Staff reports Updated: June 9, 2009 at 12:00 am • Published: June 9, 2009

 

Gov. Bill Ritter's signing of House Bill 1039 last week will level the playing field for Colorado colleges and universities who are trying to attract veterans, said retired Col. Greg Akers, director of the Office of Veterans' Affairs at the University of Colorado at Boulder.

The new law grants in-state tuition to all military veterans who have been honorably discharged when they become Colorado residents.

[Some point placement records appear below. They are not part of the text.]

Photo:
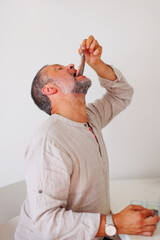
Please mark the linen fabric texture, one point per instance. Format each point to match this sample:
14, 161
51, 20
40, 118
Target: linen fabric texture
67, 171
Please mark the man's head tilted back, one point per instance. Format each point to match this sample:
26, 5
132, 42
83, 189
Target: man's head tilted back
56, 81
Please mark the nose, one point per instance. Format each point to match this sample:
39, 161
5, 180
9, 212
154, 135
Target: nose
70, 66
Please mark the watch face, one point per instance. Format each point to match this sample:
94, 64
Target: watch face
110, 230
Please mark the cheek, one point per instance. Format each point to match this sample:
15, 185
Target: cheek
66, 85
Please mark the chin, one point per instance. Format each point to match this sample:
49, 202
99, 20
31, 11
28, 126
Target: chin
82, 84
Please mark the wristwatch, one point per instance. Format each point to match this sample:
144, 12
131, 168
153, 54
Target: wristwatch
110, 228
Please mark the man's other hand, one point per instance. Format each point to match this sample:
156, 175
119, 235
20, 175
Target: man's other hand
135, 220
92, 50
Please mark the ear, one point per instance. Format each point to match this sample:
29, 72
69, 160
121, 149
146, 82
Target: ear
49, 90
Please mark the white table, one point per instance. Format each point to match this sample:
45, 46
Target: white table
123, 192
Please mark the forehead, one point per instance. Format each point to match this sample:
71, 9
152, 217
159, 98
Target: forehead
51, 68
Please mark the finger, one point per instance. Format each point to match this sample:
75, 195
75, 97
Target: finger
151, 220
149, 234
83, 46
80, 50
146, 213
98, 51
94, 45
89, 41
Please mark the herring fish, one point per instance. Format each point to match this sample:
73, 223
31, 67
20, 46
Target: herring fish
82, 64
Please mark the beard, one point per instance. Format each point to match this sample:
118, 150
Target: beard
82, 86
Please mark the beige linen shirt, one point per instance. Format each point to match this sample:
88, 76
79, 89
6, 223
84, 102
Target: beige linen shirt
67, 173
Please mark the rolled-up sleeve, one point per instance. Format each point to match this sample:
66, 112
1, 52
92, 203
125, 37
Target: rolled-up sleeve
47, 189
118, 96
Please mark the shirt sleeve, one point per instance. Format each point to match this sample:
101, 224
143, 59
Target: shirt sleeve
48, 184
117, 98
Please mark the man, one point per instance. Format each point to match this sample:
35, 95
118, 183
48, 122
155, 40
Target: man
67, 171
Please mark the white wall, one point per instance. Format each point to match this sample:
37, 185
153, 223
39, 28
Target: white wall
38, 32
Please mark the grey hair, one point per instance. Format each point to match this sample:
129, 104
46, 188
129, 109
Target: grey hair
40, 99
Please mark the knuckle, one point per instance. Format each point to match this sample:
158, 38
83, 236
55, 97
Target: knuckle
91, 37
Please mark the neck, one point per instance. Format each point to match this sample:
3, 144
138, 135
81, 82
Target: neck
72, 108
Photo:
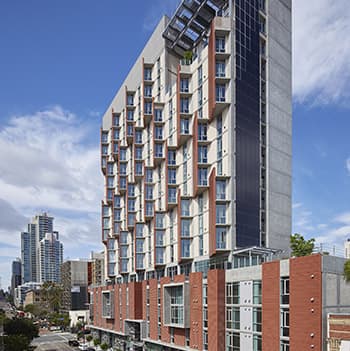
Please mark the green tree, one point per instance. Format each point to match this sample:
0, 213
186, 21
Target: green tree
301, 246
19, 326
347, 271
16, 343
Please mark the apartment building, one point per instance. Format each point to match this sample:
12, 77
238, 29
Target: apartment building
50, 256
196, 154
30, 239
75, 282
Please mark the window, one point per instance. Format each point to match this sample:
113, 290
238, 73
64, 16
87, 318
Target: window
149, 192
148, 73
130, 99
138, 137
220, 69
203, 154
176, 305
148, 108
171, 176
130, 116
149, 209
284, 345
172, 157
221, 238
159, 150
232, 293
185, 208
149, 175
122, 155
257, 319
284, 291
139, 230
284, 322
185, 227
138, 153
158, 133
159, 255
148, 91
220, 214
220, 44
232, 317
184, 126
184, 85
200, 96
203, 176
159, 220
220, 92
257, 343
131, 190
202, 132
172, 195
185, 247
159, 237
122, 169
200, 75
232, 341
158, 115
117, 215
220, 189
184, 105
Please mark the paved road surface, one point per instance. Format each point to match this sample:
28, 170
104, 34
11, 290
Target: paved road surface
53, 342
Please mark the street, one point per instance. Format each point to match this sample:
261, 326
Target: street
53, 342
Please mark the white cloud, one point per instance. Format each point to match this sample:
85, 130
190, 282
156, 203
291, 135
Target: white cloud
321, 51
49, 160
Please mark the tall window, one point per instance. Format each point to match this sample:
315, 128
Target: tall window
220, 44
220, 93
220, 68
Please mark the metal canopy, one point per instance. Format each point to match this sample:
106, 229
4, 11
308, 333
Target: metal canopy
190, 23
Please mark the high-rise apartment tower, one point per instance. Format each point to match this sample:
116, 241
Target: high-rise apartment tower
196, 154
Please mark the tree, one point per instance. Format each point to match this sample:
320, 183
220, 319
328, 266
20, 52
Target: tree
16, 343
300, 246
347, 271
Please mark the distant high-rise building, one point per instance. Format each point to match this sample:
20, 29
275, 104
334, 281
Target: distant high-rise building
50, 258
97, 268
74, 279
16, 278
40, 225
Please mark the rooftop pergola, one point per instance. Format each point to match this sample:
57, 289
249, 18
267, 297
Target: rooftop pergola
190, 24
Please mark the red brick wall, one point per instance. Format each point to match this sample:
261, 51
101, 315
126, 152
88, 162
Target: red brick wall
116, 308
123, 297
165, 330
144, 299
271, 306
212, 212
153, 308
216, 310
306, 303
196, 317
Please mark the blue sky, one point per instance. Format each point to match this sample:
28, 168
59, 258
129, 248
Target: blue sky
61, 63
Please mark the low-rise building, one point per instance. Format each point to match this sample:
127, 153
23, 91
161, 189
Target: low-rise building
74, 278
277, 305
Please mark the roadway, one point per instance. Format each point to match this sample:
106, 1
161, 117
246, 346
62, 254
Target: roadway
53, 342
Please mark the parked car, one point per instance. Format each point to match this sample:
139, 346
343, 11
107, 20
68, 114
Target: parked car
73, 342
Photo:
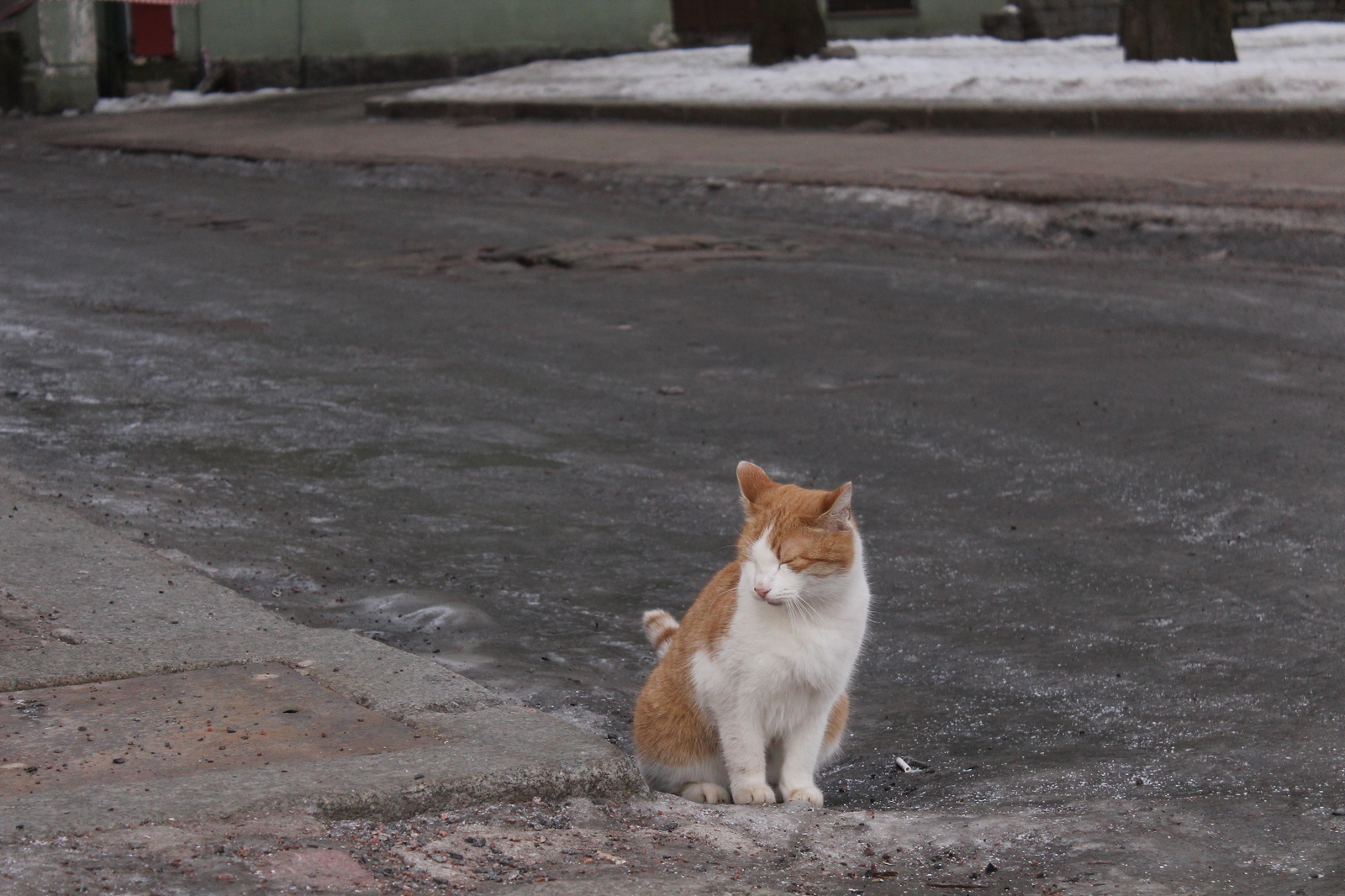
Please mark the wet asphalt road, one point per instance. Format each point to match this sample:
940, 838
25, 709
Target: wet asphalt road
1100, 493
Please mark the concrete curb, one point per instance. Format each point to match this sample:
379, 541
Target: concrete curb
1320, 123
107, 609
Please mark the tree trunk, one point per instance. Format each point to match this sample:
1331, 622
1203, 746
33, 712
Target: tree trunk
784, 30
1201, 30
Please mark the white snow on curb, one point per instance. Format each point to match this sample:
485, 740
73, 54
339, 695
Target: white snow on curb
147, 101
1290, 65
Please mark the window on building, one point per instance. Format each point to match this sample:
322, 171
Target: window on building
868, 7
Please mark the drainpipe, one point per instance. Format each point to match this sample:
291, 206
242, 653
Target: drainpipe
299, 40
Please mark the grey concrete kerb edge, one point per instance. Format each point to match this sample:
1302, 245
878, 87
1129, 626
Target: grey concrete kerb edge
1320, 123
114, 598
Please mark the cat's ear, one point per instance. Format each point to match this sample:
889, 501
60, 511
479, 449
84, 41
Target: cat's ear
752, 482
837, 515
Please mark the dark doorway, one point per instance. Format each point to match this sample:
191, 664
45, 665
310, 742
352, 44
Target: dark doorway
151, 30
712, 20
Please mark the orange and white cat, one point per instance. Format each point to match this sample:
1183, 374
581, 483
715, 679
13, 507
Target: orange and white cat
750, 696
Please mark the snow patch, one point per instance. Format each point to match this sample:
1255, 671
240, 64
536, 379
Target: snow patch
1290, 65
150, 101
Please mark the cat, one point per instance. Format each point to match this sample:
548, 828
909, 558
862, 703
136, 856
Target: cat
751, 694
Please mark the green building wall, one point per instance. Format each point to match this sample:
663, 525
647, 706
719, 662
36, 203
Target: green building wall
329, 42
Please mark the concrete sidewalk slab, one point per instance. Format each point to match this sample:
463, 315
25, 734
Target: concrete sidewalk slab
1318, 123
134, 619
330, 128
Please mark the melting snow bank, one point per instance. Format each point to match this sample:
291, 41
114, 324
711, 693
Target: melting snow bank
147, 101
1300, 65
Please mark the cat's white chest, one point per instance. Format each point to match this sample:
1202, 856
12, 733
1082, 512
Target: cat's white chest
771, 654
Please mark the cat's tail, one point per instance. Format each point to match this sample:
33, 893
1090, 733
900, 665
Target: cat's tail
659, 629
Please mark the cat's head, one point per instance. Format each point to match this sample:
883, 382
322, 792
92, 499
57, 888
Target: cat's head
797, 542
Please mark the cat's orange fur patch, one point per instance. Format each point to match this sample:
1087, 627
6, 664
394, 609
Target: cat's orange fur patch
836, 721
669, 725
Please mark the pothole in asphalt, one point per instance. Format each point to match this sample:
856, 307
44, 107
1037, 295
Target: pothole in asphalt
630, 253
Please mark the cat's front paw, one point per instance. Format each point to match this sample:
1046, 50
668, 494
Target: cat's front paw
705, 793
804, 795
753, 794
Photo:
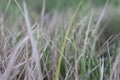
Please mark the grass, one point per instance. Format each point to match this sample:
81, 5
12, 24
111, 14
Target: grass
60, 46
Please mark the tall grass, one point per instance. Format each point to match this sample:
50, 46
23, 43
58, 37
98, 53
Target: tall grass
60, 46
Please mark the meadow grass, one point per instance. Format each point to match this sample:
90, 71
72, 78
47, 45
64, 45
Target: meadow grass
60, 46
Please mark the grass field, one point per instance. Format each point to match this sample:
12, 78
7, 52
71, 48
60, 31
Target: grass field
58, 45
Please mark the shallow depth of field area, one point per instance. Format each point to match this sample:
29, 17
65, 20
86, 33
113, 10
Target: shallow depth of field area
59, 40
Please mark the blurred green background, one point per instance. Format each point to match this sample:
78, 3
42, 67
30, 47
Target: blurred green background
53, 4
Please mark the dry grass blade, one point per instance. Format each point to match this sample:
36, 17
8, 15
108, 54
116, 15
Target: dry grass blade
34, 46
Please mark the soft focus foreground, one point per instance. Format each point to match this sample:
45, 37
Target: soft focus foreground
62, 45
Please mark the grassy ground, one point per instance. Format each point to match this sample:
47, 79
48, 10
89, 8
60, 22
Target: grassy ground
55, 46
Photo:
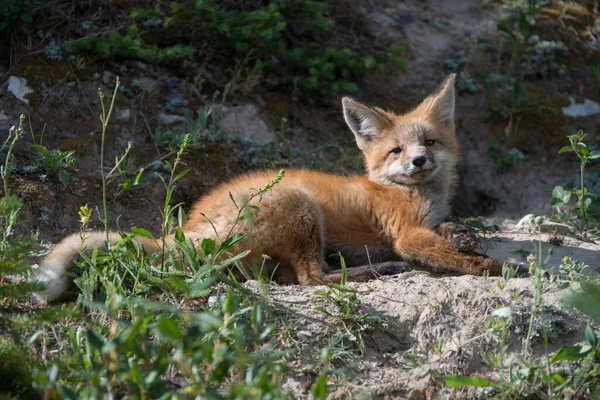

According to Akers, 16 out-of-state military veterans were accepted for admission to CU-Boulder during the 2008-09 school year, but only one attended CU.  While Akers doesn't know for sure why the veterans didn't attend CU, he said it is safe to say that some of them may have declined due to the tuition cost.

"The new GI Bill that will pay the in-state tuition cost in full for veterans, taken with this change, will make it much more affordable for out-of-state veterans to attend school here," Akers said. "This is great news for us, because we want veterans to consider the CU when they are choosing their schools."

CU-Boulder has approximately 400 undergraduate and graduate students who are military veterans, according to Akers.

Before taking the job to create the Office of Veterans' Affairs in fall 2007, Akers directed the Marine Corps ROTC program at CU-Boulder for four years. He retired from the U.S. Marine Corps in 2007 after 28 years of service that included posts with numerous combat units and at the Pentagon and in Africa.